Challenges to Analysis in the Vault
This model as proposed has a few open issues which must be resolved before it is to be workable.
First, the proposed solution to the problem defines two new roles not currently part of most research workflows: code reviewers and coordinators. Both roles require a fair amount of expertise, and neither role is well-aligned with present incentives for researchers. Finding people to perform these tasks will therefore either rely on altruism, adjustment of incentives, or money (i.e. the universal incentive adjuster). Indeed, a project I was working on last year to build a pilot analysis vault fell apart in part over cost uncertainty in the coordination role.

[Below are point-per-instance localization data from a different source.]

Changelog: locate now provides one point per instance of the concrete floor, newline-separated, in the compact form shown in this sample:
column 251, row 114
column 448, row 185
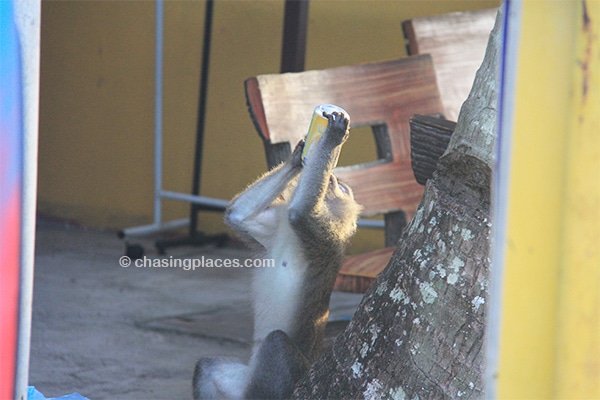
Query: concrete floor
column 109, row 332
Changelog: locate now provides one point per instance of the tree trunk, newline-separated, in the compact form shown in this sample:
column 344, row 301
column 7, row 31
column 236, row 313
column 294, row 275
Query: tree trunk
column 419, row 331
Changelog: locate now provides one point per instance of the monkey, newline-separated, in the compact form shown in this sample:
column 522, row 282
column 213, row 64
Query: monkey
column 301, row 216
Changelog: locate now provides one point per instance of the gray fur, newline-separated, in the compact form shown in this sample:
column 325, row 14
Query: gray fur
column 301, row 217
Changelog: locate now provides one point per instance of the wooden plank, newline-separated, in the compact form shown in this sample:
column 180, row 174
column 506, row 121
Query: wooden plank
column 359, row 271
column 457, row 43
column 429, row 138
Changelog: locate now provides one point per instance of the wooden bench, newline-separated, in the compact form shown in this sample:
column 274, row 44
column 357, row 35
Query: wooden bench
column 456, row 43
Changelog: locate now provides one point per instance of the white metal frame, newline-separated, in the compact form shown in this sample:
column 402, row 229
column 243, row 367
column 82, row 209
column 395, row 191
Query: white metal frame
column 159, row 194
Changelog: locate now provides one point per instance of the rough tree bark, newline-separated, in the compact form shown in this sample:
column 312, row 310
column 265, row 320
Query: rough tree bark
column 419, row 331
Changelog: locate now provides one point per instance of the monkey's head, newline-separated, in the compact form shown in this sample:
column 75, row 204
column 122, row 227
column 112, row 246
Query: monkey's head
column 340, row 199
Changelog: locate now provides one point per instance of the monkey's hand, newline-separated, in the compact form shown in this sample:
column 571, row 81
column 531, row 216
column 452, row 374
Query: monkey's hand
column 337, row 128
column 296, row 158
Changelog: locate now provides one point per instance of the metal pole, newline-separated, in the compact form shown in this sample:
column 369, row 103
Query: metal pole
column 158, row 68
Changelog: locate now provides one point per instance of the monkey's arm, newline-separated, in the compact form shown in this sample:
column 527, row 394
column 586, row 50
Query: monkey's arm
column 248, row 213
column 312, row 185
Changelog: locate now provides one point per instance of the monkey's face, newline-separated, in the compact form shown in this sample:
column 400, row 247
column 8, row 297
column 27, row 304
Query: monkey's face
column 339, row 188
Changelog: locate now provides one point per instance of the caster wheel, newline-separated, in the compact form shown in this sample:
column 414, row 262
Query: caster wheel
column 134, row 251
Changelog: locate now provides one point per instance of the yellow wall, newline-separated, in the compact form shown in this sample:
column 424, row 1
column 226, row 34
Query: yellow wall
column 97, row 83
column 550, row 328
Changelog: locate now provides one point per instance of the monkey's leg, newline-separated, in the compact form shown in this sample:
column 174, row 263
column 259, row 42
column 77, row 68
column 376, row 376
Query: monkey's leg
column 219, row 378
column 276, row 368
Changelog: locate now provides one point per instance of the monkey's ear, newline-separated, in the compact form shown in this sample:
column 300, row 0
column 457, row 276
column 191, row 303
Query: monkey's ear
column 299, row 146
column 296, row 158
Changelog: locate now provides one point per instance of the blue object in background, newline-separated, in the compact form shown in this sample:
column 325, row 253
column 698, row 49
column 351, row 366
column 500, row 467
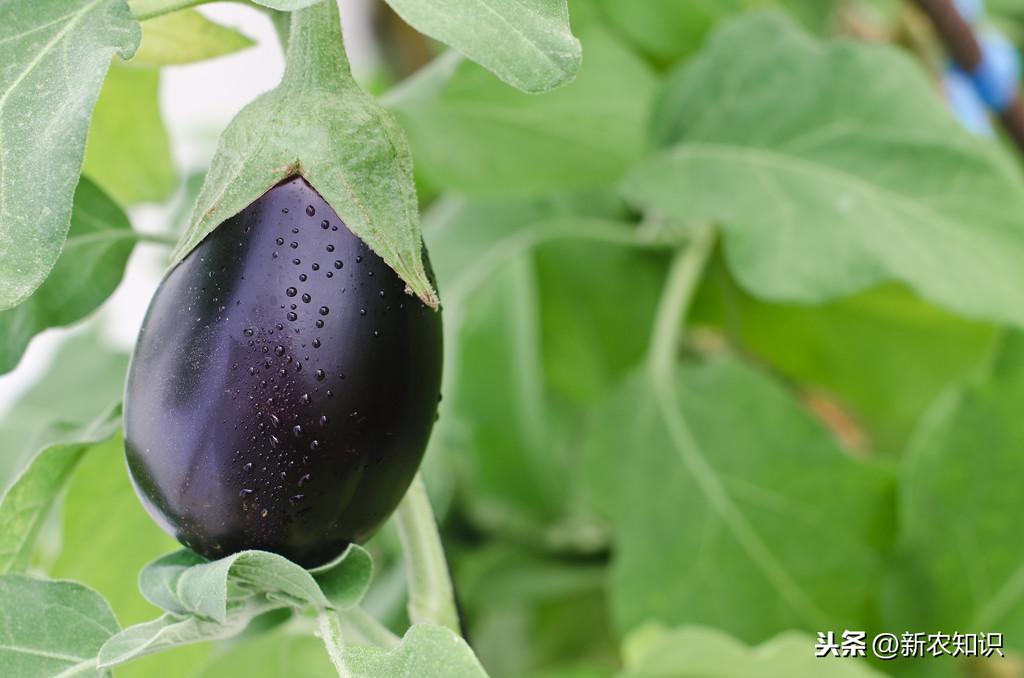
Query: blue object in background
column 971, row 10
column 967, row 104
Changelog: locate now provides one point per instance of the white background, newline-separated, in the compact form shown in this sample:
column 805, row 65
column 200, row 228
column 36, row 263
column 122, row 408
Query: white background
column 197, row 102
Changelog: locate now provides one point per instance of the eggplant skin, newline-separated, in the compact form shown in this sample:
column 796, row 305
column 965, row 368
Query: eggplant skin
column 283, row 388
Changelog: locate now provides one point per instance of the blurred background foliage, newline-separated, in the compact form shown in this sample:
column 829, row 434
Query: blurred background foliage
column 860, row 448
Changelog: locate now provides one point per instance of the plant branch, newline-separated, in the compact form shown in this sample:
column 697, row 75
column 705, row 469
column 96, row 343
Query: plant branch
column 143, row 9
column 431, row 597
column 676, row 299
column 330, row 633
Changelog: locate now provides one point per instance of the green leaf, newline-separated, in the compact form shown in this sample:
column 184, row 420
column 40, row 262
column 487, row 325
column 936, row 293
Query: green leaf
column 881, row 356
column 271, row 654
column 287, row 5
column 321, row 125
column 90, row 267
column 725, row 508
column 698, row 651
column 521, row 361
column 961, row 505
column 526, row 43
column 472, row 134
column 811, row 159
column 425, row 650
column 54, row 55
column 28, row 502
column 129, row 153
column 83, row 377
column 51, row 628
column 186, row 37
column 102, row 515
column 214, row 600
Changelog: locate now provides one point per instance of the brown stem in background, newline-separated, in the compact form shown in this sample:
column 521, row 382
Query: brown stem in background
column 966, row 50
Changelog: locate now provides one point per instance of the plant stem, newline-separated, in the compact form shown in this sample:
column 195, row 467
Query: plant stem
column 143, row 9
column 314, row 55
column 330, row 633
column 431, row 598
column 360, row 624
column 676, row 299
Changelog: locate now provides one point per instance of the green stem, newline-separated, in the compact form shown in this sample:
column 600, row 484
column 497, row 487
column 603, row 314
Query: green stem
column 314, row 55
column 676, row 299
column 431, row 597
column 330, row 633
column 143, row 9
column 359, row 625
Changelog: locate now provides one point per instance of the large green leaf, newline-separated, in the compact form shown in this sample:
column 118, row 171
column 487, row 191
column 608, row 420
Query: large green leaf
column 28, row 502
column 833, row 169
column 697, row 652
column 961, row 505
column 527, row 286
column 526, row 43
column 185, row 37
column 426, row 650
column 880, row 356
column 51, row 628
column 473, row 134
column 84, row 377
column 90, row 267
column 129, row 152
column 320, row 124
column 54, row 54
column 724, row 498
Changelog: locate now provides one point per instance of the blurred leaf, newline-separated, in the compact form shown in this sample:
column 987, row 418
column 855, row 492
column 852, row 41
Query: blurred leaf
column 473, row 134
column 129, row 153
column 352, row 152
column 84, row 378
column 883, row 354
column 28, row 502
column 526, row 43
column 54, row 55
column 525, row 613
column 426, row 650
column 185, row 37
column 216, row 600
column 102, row 516
column 280, row 654
column 51, row 628
column 697, row 651
column 90, row 267
column 732, row 508
column 961, row 504
column 505, row 422
column 827, row 145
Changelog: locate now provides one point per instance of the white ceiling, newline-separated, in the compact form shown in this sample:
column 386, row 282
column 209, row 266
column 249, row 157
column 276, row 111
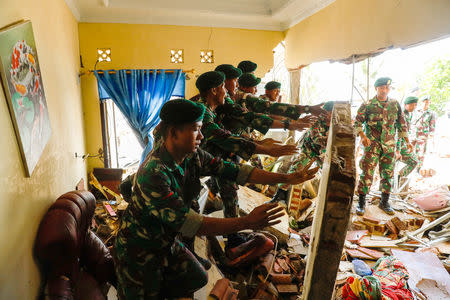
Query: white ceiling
column 248, row 14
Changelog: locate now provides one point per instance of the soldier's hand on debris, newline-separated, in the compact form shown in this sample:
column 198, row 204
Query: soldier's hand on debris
column 264, row 215
column 365, row 140
column 409, row 147
column 277, row 150
column 303, row 123
column 303, row 174
column 317, row 110
column 267, row 142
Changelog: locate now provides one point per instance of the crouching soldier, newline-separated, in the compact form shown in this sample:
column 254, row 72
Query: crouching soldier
column 152, row 262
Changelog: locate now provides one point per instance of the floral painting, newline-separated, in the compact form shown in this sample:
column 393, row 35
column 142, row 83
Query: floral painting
column 22, row 84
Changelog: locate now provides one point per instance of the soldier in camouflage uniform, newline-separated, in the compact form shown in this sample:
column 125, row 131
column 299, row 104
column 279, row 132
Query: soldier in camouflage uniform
column 222, row 143
column 272, row 91
column 312, row 146
column 425, row 126
column 382, row 118
column 245, row 98
column 408, row 158
column 152, row 261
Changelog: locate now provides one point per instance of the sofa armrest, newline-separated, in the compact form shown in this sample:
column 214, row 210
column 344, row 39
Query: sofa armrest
column 59, row 288
column 97, row 259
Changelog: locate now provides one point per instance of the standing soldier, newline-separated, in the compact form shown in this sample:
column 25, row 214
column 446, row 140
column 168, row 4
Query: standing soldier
column 382, row 118
column 231, row 78
column 245, row 98
column 409, row 158
column 151, row 258
column 272, row 91
column 313, row 146
column 222, row 143
column 425, row 126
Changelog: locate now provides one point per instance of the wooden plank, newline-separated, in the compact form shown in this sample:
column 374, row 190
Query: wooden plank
column 249, row 199
column 369, row 243
column 333, row 208
column 356, row 235
column 355, row 253
column 287, row 288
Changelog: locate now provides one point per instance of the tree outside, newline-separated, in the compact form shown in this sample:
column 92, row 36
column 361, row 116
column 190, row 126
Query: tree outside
column 435, row 83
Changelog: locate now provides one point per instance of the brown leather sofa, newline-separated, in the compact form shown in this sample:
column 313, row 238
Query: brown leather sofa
column 74, row 262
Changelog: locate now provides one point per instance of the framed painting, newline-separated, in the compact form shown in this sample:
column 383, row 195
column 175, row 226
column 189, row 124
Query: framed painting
column 22, row 84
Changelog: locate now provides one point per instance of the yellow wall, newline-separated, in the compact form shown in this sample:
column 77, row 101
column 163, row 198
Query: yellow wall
column 348, row 27
column 23, row 201
column 147, row 46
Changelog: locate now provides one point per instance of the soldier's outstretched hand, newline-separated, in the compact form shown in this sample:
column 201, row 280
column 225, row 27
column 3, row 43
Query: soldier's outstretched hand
column 303, row 123
column 264, row 215
column 267, row 142
column 317, row 110
column 366, row 141
column 277, row 150
column 409, row 147
column 303, row 174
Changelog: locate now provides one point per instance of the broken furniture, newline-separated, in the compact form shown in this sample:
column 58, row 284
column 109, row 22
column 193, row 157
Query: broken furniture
column 74, row 262
column 333, row 209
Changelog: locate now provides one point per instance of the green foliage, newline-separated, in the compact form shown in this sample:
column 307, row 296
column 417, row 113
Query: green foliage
column 435, row 82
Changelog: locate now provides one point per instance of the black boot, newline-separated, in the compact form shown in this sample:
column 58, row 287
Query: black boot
column 384, row 204
column 204, row 262
column 360, row 208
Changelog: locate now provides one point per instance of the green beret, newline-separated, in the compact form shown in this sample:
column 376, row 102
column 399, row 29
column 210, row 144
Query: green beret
column 328, row 106
column 271, row 85
column 411, row 99
column 382, row 81
column 229, row 70
column 209, row 80
column 181, row 111
column 248, row 80
column 247, row 66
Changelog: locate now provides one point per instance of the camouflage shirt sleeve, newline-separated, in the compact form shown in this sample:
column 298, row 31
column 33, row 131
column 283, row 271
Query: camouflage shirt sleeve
column 360, row 118
column 259, row 105
column 224, row 139
column 401, row 123
column 432, row 123
column 236, row 119
column 216, row 166
column 164, row 203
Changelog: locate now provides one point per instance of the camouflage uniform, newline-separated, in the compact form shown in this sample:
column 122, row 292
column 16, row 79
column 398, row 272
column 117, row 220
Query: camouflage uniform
column 312, row 145
column 407, row 158
column 152, row 262
column 238, row 120
column 425, row 126
column 381, row 120
column 258, row 105
column 222, row 143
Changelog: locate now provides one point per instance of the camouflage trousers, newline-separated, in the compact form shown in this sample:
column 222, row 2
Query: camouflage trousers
column 301, row 161
column 228, row 193
column 157, row 275
column 421, row 149
column 373, row 156
column 409, row 159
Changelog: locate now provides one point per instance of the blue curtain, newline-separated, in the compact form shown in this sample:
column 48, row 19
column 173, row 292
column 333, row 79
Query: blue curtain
column 140, row 94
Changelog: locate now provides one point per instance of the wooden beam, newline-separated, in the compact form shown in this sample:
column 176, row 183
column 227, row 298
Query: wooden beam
column 334, row 204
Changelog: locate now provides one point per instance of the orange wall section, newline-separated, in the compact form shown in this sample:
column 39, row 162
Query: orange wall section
column 143, row 46
column 23, row 201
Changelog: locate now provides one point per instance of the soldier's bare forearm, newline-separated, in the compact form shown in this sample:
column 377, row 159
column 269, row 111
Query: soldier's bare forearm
column 264, row 177
column 220, row 226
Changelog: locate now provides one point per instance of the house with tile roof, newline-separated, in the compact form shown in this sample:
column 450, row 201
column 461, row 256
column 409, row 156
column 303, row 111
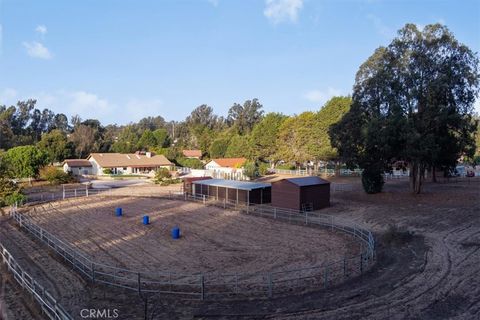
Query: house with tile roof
column 227, row 168
column 77, row 167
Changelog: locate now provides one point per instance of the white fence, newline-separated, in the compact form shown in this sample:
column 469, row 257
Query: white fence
column 223, row 286
column 49, row 305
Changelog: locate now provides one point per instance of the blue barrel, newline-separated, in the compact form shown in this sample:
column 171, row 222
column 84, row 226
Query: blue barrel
column 146, row 220
column 176, row 233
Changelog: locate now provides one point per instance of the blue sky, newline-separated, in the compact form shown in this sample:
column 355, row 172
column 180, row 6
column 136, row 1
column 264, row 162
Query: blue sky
column 121, row 60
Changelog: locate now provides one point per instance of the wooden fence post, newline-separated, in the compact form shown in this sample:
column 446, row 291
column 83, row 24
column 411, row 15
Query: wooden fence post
column 270, row 285
column 139, row 284
column 361, row 263
column 202, row 287
column 325, row 283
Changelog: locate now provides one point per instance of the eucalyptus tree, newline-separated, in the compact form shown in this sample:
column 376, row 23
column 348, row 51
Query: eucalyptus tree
column 413, row 101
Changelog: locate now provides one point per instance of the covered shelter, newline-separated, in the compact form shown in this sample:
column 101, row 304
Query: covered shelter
column 233, row 191
column 188, row 183
column 302, row 193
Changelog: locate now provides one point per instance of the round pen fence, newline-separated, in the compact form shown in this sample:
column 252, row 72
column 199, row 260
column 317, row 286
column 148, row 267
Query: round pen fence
column 224, row 286
column 49, row 305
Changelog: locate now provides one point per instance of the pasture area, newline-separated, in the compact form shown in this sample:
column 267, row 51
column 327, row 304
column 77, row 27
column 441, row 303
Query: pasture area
column 213, row 241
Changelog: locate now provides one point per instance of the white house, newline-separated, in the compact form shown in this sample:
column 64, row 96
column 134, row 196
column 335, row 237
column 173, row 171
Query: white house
column 128, row 163
column 227, row 168
column 193, row 154
column 77, row 167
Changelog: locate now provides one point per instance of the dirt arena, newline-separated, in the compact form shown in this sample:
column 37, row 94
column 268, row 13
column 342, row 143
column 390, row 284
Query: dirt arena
column 213, row 240
column 431, row 274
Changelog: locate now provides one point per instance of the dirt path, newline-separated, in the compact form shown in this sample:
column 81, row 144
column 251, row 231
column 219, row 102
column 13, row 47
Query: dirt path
column 432, row 276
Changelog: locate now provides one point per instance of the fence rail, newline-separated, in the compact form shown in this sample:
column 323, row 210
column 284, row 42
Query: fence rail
column 49, row 305
column 223, row 286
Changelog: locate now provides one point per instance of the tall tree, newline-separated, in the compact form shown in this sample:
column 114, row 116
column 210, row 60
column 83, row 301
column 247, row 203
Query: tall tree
column 84, row 138
column 412, row 101
column 332, row 112
column 24, row 161
column 295, row 138
column 56, row 146
column 264, row 138
column 239, row 146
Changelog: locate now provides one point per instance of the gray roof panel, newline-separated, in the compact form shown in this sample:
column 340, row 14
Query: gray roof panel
column 233, row 184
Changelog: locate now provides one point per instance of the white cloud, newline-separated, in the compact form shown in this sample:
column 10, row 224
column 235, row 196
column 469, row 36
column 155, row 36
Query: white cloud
column 319, row 96
column 42, row 29
column 381, row 27
column 37, row 50
column 282, row 10
column 91, row 105
column 214, row 2
column 7, row 96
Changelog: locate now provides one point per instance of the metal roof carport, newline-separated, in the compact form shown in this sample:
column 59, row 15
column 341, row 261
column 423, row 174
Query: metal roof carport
column 234, row 191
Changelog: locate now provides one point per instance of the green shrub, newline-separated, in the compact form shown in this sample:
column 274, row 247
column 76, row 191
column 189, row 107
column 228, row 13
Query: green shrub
column 190, row 163
column 285, row 166
column 167, row 182
column 250, row 170
column 372, row 180
column 161, row 175
column 9, row 192
column 55, row 175
column 16, row 197
column 263, row 168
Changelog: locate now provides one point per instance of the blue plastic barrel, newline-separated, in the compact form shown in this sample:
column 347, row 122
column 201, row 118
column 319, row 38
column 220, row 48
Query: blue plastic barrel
column 176, row 233
column 146, row 220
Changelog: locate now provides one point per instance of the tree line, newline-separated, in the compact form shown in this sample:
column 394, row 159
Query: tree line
column 246, row 132
column 412, row 102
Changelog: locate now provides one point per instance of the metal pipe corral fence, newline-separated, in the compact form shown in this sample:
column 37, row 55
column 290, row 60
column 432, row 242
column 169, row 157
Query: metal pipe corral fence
column 49, row 305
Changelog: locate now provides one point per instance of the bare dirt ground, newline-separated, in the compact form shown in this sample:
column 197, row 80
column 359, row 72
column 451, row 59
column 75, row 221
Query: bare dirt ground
column 430, row 274
column 213, row 240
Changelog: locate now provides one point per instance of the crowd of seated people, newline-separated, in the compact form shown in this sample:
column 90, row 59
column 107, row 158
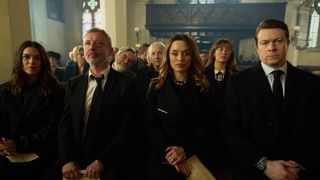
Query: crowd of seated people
column 121, row 113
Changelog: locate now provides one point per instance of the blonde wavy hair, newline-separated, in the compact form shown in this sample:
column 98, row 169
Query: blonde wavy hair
column 196, row 68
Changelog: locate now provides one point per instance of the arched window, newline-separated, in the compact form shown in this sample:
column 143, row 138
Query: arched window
column 314, row 26
column 91, row 16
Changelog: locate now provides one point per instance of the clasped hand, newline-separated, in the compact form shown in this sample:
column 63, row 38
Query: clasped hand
column 177, row 157
column 7, row 147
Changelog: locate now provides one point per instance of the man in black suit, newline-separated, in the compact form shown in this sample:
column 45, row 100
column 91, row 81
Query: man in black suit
column 96, row 144
column 270, row 137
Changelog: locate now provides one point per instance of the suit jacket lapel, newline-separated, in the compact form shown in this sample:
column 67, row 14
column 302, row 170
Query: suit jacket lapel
column 292, row 87
column 79, row 101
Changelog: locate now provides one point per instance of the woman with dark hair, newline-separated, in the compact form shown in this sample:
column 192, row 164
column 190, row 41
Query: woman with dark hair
column 30, row 105
column 221, row 64
column 176, row 111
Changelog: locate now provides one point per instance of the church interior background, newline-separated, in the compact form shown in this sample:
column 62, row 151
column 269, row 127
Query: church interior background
column 59, row 24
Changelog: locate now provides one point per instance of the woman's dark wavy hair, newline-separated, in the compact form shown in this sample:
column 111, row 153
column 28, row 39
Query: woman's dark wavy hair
column 231, row 63
column 46, row 80
column 196, row 68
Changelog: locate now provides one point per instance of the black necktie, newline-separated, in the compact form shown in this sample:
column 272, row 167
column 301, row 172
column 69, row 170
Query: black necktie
column 277, row 87
column 95, row 105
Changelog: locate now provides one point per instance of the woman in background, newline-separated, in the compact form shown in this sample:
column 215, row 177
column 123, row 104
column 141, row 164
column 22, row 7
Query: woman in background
column 221, row 64
column 176, row 111
column 30, row 106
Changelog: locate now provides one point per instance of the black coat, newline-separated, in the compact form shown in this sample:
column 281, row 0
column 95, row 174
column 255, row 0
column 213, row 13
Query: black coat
column 175, row 116
column 251, row 122
column 107, row 137
column 31, row 121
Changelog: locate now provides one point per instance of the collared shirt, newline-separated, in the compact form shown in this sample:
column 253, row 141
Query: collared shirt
column 268, row 71
column 92, row 84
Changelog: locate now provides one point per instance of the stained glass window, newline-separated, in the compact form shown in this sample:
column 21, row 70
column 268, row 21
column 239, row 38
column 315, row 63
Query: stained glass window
column 91, row 16
column 314, row 29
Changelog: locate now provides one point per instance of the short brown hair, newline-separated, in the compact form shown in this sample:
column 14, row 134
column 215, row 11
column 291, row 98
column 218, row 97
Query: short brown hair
column 98, row 30
column 272, row 24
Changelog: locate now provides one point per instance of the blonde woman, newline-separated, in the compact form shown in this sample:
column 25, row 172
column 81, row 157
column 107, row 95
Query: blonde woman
column 176, row 108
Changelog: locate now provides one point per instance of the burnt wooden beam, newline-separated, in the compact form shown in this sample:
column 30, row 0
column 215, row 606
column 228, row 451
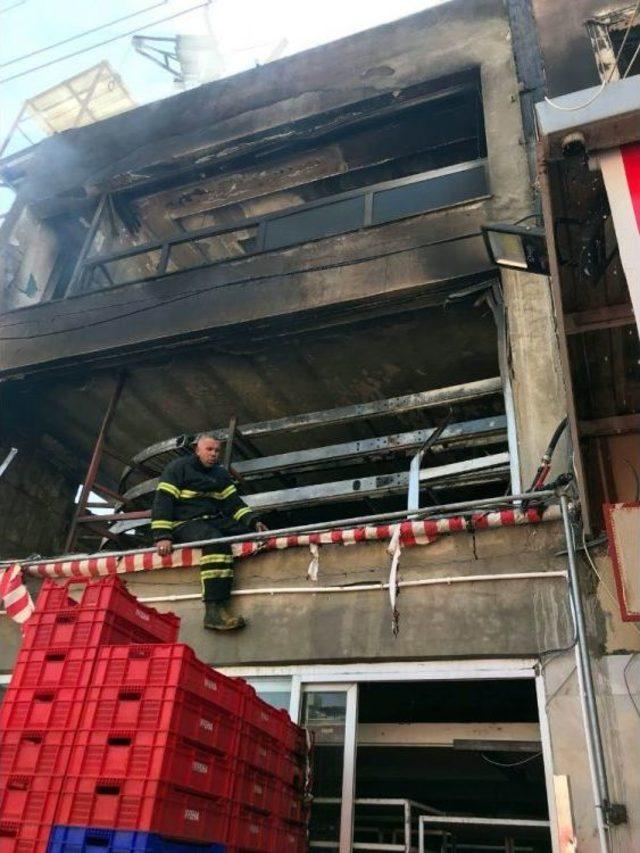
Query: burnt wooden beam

Convincing funding sources that this is a working solution to a relevant problem (indeed that is it a relevant problem at all) would be neither easy nor quick.
Second, while this model replaces technical controls which have been shown to be ineffective with contractual and social controls which I hope will be more effective, it remains that at the end of the day it is (1) naïve trust and (2) the threat of expulsion from the community and potential civil and criminal penalties that will keep researchers in line. When the only effective sanction is so drastic, it is natural to ask whether it will be used when it needs to be. A more gradual continuum of sanctions would make responsible oversight more likely.
Third is the question of who provides compute services for the first stage analysis in the analysis vault? The answer to this question nowadays is almost always The Cloud, which would also fix the problem that the academic publishing schedule tends to impose a rather bursty demand curve. However, cloud services cost money – indeed, for covering baseline demand, rather more money than a large organization would spend on the maintenance of equivalent infrastructure, which is why there’s a market for cloud services in the first place. Charging researchers for compute cycles would be a natural model here, though this seems very close to a “pay to play” model which feels antithetical to the spirit of open scientific investigation. The data provider would pay for storage costs, but this raises the bar for participation as a data provider. It also raises the question of whether it is appropriate for data providers to place data on storage in the cloud that they cannot simply make openly available to trusted researchers.
I don’t have have good answers to these questions, which is, to be honest, why you’re reading about this on my relatively insignificant blog as opposed to in a more respectable academic venue. But I suspect I’ll continue working in passive measurement research, and I’ll take every opportunity I find to nudge us closer to a model that, at least in its goals of repeatability, looks like the one here.
Thanks to the many people who have tolerated my rants about how ruined things are over the past year or so, and discussed ways to make it better: the Bernhards Ager, Plattner, and Tellenbach, Richard Barnes, Elisa Boschi, Alberto Dainotti, Alessandro Finamore, Joe Hildebrand, Diana Joumblatt, Alistair King, Mirja Kühlewind, Franziska Lichtblau, Matt Mathis, Stephan Neuhaus, Ilias Raftopoulous, Florian Streibelt, and Ariane Trammell.